Politische Nachlese 13.1. Teil 2: Pflegegeld
Januar 13th, 2010Albert Brandstätter
In der “Presse” vom 13.1. (S.2) unterstützt der neue Bundesbehindertenanwalt die Forderung der Behindertenverbände nach einer automatischen jährlichen Valorisierung des Pflegegeldes wie bei der jährlichen Pensionserhöhung. Sehr gut! Bei der Umsetzung wird allerdings dann wieder der Staatsbankrott ausgerufen werden, fürchte ich.

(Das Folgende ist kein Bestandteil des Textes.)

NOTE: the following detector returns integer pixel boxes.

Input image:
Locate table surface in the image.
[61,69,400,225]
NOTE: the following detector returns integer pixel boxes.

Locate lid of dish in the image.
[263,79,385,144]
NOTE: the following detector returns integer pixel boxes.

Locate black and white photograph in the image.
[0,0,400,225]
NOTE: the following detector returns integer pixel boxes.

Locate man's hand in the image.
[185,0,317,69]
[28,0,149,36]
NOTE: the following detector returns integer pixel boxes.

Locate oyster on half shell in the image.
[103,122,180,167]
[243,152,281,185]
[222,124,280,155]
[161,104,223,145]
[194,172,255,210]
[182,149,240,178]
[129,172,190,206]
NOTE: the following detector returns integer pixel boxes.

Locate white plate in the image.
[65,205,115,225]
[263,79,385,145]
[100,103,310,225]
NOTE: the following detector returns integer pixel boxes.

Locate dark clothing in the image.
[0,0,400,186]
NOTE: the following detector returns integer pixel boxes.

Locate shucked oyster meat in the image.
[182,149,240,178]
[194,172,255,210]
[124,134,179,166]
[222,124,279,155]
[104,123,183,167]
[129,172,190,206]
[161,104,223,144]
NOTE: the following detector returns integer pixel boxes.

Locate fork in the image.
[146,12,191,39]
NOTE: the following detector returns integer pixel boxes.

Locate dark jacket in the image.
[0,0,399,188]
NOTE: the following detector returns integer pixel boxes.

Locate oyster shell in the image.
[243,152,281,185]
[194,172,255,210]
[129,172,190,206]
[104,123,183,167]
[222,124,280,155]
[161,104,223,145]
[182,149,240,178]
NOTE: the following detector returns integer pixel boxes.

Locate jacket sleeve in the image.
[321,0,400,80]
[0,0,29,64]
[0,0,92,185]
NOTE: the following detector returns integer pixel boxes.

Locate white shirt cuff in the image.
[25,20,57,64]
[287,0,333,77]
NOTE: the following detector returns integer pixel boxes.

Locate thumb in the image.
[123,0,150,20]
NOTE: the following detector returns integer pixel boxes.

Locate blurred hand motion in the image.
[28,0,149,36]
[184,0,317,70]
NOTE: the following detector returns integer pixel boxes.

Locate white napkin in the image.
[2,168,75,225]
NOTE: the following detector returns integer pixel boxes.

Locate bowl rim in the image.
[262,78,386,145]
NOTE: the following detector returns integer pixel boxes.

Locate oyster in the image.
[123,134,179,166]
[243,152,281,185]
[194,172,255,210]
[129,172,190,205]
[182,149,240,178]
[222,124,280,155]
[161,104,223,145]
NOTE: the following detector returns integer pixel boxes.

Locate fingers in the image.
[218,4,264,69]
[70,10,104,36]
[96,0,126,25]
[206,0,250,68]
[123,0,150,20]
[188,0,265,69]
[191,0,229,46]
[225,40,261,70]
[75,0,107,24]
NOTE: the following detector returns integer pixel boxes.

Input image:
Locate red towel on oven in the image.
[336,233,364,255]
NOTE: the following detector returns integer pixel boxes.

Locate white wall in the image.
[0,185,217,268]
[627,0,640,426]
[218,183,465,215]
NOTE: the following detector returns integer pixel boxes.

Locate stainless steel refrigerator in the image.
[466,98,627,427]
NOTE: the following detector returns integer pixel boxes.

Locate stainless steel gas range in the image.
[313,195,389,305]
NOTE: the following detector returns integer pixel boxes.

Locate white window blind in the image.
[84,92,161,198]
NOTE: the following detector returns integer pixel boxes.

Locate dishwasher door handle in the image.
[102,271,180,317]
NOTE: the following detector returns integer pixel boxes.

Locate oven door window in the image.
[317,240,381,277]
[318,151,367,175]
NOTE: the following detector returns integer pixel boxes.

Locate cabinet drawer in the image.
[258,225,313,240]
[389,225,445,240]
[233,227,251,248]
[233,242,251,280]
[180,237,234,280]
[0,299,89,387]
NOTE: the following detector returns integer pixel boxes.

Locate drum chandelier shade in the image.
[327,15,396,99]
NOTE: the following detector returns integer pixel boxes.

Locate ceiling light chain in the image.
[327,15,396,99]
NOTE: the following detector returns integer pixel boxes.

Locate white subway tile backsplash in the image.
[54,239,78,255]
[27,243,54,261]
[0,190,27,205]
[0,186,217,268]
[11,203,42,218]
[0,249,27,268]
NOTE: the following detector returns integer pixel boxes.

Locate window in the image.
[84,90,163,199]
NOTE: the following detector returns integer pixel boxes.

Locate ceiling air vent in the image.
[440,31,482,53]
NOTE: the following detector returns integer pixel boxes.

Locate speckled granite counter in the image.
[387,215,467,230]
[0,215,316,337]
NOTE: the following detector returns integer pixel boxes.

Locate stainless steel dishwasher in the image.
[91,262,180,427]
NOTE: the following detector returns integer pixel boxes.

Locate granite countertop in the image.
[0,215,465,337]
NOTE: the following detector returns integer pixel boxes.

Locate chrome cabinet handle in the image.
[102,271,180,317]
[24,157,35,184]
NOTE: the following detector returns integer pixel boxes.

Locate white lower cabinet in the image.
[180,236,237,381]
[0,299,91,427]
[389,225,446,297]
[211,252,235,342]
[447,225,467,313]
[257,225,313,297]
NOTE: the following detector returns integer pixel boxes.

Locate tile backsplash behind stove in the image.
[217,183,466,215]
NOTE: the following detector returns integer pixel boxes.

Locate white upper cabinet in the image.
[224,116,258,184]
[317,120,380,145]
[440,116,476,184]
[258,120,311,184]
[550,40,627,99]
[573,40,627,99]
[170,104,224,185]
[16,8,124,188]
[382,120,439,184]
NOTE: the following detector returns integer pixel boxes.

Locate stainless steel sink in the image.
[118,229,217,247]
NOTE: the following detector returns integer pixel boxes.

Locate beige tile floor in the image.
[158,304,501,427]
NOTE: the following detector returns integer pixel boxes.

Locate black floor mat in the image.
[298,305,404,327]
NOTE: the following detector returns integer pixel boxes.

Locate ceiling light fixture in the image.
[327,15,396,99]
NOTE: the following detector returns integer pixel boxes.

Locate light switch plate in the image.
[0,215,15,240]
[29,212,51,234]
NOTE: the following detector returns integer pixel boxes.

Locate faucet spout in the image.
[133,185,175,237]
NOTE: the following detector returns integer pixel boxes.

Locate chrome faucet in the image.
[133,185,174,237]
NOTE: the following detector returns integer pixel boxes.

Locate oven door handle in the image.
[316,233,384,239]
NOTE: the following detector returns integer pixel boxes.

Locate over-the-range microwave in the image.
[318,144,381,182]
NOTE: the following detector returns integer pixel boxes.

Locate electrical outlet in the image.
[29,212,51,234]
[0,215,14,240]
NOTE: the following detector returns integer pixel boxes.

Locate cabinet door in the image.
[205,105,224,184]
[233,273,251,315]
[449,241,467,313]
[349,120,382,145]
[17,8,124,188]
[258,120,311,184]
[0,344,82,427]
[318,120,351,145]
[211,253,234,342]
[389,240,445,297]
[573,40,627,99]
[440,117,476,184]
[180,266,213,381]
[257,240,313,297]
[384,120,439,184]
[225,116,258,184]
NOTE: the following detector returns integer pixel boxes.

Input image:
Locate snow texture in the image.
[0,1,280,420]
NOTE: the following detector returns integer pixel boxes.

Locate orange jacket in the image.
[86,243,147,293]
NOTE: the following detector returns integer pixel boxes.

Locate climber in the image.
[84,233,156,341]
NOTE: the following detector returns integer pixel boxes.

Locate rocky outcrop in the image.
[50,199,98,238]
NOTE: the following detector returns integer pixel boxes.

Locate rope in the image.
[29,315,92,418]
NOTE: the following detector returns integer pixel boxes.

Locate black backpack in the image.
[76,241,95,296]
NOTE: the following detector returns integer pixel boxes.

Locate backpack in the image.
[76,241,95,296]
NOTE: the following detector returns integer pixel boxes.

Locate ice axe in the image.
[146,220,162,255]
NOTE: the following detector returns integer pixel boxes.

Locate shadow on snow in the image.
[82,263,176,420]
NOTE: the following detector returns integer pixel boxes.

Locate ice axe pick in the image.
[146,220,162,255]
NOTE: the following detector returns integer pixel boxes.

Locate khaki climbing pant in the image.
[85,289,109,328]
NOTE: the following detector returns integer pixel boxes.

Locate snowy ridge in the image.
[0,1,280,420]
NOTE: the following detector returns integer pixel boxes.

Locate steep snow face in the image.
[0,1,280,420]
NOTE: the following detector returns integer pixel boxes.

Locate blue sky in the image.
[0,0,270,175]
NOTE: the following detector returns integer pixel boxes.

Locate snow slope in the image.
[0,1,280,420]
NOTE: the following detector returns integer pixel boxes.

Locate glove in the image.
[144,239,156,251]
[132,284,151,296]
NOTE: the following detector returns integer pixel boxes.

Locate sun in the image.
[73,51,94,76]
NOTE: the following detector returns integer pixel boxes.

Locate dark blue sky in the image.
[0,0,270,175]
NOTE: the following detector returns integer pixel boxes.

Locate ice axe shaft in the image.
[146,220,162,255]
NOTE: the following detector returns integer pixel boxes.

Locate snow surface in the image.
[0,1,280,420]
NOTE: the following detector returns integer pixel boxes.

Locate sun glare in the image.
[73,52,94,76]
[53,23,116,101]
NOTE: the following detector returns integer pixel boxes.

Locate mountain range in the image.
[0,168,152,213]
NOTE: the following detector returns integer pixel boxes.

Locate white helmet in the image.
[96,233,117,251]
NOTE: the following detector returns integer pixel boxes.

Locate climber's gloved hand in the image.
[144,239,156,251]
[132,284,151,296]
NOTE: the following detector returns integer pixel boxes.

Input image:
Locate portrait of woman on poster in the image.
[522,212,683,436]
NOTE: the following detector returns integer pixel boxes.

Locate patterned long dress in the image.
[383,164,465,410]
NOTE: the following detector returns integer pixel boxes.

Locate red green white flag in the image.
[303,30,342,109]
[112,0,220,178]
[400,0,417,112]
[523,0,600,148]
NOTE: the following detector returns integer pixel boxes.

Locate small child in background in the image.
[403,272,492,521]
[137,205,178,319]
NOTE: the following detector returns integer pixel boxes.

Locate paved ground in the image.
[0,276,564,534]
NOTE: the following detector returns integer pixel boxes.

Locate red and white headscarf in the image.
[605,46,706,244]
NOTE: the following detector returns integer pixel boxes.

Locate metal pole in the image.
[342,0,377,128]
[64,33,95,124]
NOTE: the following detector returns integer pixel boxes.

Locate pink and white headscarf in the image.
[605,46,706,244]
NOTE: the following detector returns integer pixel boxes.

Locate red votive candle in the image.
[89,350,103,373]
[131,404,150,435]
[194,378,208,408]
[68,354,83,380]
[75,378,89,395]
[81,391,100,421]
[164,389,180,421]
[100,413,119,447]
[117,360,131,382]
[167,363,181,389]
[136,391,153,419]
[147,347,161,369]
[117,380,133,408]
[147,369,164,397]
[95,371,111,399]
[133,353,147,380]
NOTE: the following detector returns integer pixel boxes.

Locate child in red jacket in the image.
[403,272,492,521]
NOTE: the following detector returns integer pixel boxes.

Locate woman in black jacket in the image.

Wir brauchen neue Standards bei derPflegegeldeinstufung
Sozialminister Hundstorfer schlägt vor, dass bei der Einstufung zusätzlich zu den Ärzten auch die Pflegehelfer einbezogen werden. Das ist ein Schritt in die richtige Richtung. Aber er reicht noch nicht: Es braucht grundsätzlich einen multidisziplinären Ansatz und neue Standards bei der Pflegegeldeinstufung. Derzeit liegt die Beurteilung in der Hand einzelner Gutachter, die zwar überwiegend ausgebildete Mediziner sind, aber über wenig Erfahrung zum Beispiel im Bereich der Kinderneurologie verfügen. Daher braucht es eine standardisierte Begutachtungspraxis, die auf Objektivität und ein Mehr-Augen-Prinzip setzt und kontinuierlich mittels Qualitätsstandards überprüft wird. Wir sind der Meinung, dass nur ein Team aus Fachleuten aus den Bereichen Pflege, Psychologie, Psychiatrie, Sonder- und Heilpädagogik und kinder-neurologische Medizin in der Lage ist, eine objektive und zuverlässige Diagnose durchzuführen.
Alle behinderten Kinder brauchen besondere Förderung!
Buchinger verweist in demselben Artikel auf die Verbesserungen der Pflegegeldeinstufung bei schwerbehinderten Kindern und empfiehlt eine Überprüfung 2011. Gut, aber: Auch hier müssen wir wieder betonen, dass die Unterscheidung von schwerbehinderten von (- ja was: nicht schwer = normal?) behinderten Kindern nicht akzeptabel ist.
Aus Sicht der Lebenshilfe Österreich hält die Definition der Schwerstbehinderung in der Praxis nicht stand. Präsident Weber hat schon mehrmals erklärt: „Ab wann ist ein Kind schwerst behindert? Nach der neuen Definition ist ein Kind mit autistischen Zügen erst dann schwerstbehindert, wenn es schwer verhaltensauffällig ist und mit einer schweren intellektuellen Behinderung lebt. Aber auch wenn es nicht so schwer behindert ist, braucht dieses Kind eine spezielle Förderung, die von den Eltern ein Übermaß an Zeit und Energie abverlangt und somit einen Erschwerniszuschlag rechtfertigt. Dieser zusätzliche Betreuungsaufwand wird noch immer viel zu wenig berücksichtigt.”